Her answer? Let’s go.
Now Evans, who grew up in First Baptist Church, Livingston, in Bigbee Baptist Association, serves as a Southern Baptist representative in central London. Where she lives, there’s a mosque, a refugee center and a diverse university campus nearby.
“I’m amazed every day at how many internationals I see, and I’m burdened that each person I pass could be from somewhere — anywhere — in the world and they might not have had a chance to hear the gospel,” she said.
She’s met people in her neighborhood from China, Iran, India, Brazil — all over the map. Recently when she was in a café drinking tea and reading her Bible, she was able to share the gospel with a Moroccan man who worked there.
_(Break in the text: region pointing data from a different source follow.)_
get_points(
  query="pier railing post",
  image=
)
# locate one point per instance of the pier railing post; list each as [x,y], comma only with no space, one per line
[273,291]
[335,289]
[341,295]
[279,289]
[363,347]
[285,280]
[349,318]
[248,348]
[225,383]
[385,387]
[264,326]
“He would come up in between orders and ask me questions about Jesus,” Evans said.
“I was able to tell him about how Jesus had risen from the dead to free us from death. He had never heard that before.”
Evans said that, although she felt God drawing her to move to London, it doesn’t mean there aren’t opportunities to reach internationals in her hometown.
Thanks to a new exchange program at the University of West Alabama, about 80 Chinese students call Livingston home, with the number growing each year.
It’s a fact not lost on First, Livingston.
“The church has started (English as a Second Language) classes, as well as a Tuesday night dinner,” Evans said. “They are students there for a time, and then they go back to China. Imagine the impact they can have back home where people haven’t heard.”
Evans had that thought again recently when she struck up a conversation with a Chinese student who has not yet trusted in Christ as Savior.
“He saw how I had marked up my Bible underlining verses over the years, and he said, ‘You are lucky — you’ve known about Jesus your whole life.’ It just reminds me again that there are millions here who have grown up in different cultures and countries and haven’t had the opportunity to hear about the gospel,” Evans said. “I believe everyone should have the chance to hear.”
EDITOR’S NOTE — Name has been changed. (TAB)
• Unreached people groups in the U.S. and Canada = 576.
• The University of Alabama at Birmingham ranks among the most diverse campuses in the nation, according to The Princeton Review.
• In 2010, 18,016 Iraqi refugees arrived in the U.S. Afghanistan, Iraq and Somalia were the top origin of refugees coming to the U.S. that year.